14. The method according to claim 11 characterized in that it further comprises: receiving, through a first transceiver, a request message from a remote server, the request message identifying the route; identifying a first portion of the sensor data captured during the route to be uploaded based on the activity index, in response to receiving the request message identifying the route; and uploading, through the first transceiver, the first portion of the sensor data captured during the route to the remote server.
15. The method according to claim 14, characterized in that it further comprises implementing, in non-volatile memory, a data structure configured to store sensor data that will not be deleted for at least a predetermined amount of time; and moving a second portion of the sensor data that is not identified to be uploaded to the remote server within the data structure.
16. The method according to claim 14, characterized in that the request message received from the remote server further identifies a type of incident that occurred during the journey, the identification of the first portion of the sensor data further comprises: identifying the first portion of the sensor data captured during the journey to be uploaded based on the activity index and the type of incident.

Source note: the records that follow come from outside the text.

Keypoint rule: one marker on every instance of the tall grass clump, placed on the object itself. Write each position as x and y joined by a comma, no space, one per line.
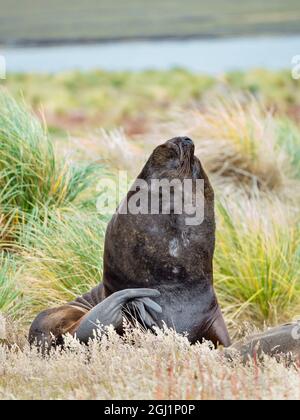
32,177
237,138
10,293
257,262
62,257
289,140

17. The method according to claim 16, characterized in that: the determination of the activity index further comprises: determining a first activity index indicating a first level of activity within the vehicle during the journey based on first sensor data captured during the journey by a first sensor of at least the sensor; and determining a second activity index indicating a second level of activity within the vehicle during the journey based on second sensor data captured during the journey by a second sensor of at least the sensor;and the Identification of the first portion of the sensor data also comprises: identifying the first portion of the sensor data captured during the journey to be uploaded based on the first activity index and the second activity index; the first activity index and the second activity index are weighted differently depending on the type of incident.
18. The method according to claim 17, characterized in that: the first sensor is a first camera accommodated in the vehicle and configured to capture video of the vehicle interior, the first sensor data including the video of the vehicle interior; the second sensor is a microphone accommodated in the vehicle and configured to capture audio from the vehicle interior, the second sensor data including the audio from the vehicle interior.
19. The method according to claim 18, characterized in that at least the sensor further includes: a second camera accommodated in the vehicle and configured to capture video of an exterior of the vehicle in a direction of vehicle driving.
20. The method according to claim 14, characterized in that the request message received from the remote server further identifies a time of an incident that occurred during the journey, the identification of the first portion of the sensor data further comprises: identifying the first portion of the sensor data captured during the journey to be uploaded based on the activity index and the time of the incident.